Une libre création artistique suggère que l’on peut se libérer de certains carcans mentaux et proposer une telle libération sans forcément utiliser la violence pour imposer une nouvelle manière de penser et de voir. Certains envisagent avec le transhumanisme une titanisation de l’humain ; l’influence, la longévité, les capacités de déplacement, etc. de certains seraient augmentées par rapport à d’autres. Les errances eugénistes du vingtième siècle et leurs violences ne sont pas loin. On ne fait pas du neuf en augmentant l’intensité de certains traits humains comme l’intelligence mentale, la force, l’influence, etc. Là encore, l’art comme espace de liberté créatrice nous prévient par ses dystopies et, par contraste, peut nous ouvrir à de réelles utopies, de nouveaux équilibres écosystémiques.

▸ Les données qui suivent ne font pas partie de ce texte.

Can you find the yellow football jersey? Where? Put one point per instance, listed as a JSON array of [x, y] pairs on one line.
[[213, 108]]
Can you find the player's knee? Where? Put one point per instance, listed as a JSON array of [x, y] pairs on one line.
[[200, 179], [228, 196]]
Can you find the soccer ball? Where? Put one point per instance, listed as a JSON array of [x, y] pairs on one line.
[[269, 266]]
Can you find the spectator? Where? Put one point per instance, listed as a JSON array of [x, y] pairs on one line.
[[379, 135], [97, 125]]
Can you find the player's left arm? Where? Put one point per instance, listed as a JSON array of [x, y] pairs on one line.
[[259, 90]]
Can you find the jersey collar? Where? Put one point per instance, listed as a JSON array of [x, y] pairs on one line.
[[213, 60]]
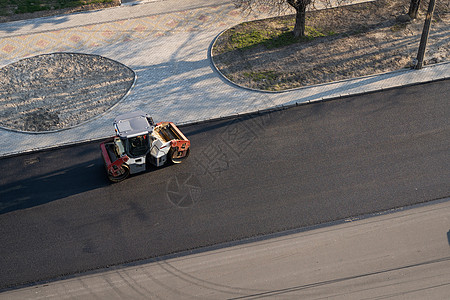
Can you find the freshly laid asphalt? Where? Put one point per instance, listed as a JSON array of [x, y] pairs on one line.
[[167, 44], [246, 176]]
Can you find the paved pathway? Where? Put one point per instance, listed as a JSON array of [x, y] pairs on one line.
[[166, 43]]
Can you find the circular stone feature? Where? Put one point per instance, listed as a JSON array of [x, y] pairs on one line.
[[60, 90]]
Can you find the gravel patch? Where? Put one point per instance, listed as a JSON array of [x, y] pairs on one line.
[[60, 90]]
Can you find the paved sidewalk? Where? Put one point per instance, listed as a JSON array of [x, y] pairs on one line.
[[166, 43]]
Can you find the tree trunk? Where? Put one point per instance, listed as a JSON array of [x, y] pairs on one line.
[[299, 28], [414, 9]]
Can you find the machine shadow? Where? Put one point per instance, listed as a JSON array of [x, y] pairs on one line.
[[45, 187]]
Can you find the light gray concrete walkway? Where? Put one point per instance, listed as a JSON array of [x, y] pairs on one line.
[[402, 255], [166, 43]]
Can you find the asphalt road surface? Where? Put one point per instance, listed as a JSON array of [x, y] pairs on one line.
[[246, 176]]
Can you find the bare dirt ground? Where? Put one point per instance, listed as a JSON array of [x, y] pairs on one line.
[[367, 39], [56, 91]]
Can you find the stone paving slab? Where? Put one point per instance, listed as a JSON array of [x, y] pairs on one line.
[[176, 80]]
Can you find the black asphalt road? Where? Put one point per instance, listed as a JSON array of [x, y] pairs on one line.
[[246, 176]]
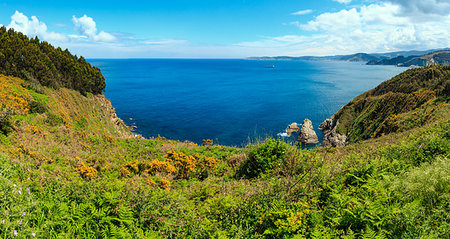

Après tout, comme un chat ou un chien ne comprennent que partiellement leurs maîtres dotés de conscience mentale évoluée, pouvons-nous comprendre mentalement une innovation qui consisterait à un mode de conscience au-delà de la connaissance mentale, proprement axé sur une connaissance intuitive par identité et créatrice ?

Ce n’est ni une connaissance libératrice sur fond de déterminations ni une liberté de décision détachée des équilibres environnementaux qui sera en harmonie évolutives avec les processus de la nature. L’affirmation que l’homme est libre et que la nature est soumise à des lois prend un nouveau visage ici. Elle a le visage d’un idéal devant nous. Un idéal qui s’efforcera d’être réaliste pour éviter une catastrophe au genre humain. Elle est une aspiration à une intuition créatrice qui ne soit plus obligée de se cristalliser sur le plan mental en perdant sa dynamique et son harmonie avec l’élan de la vie et son flux évolutif global.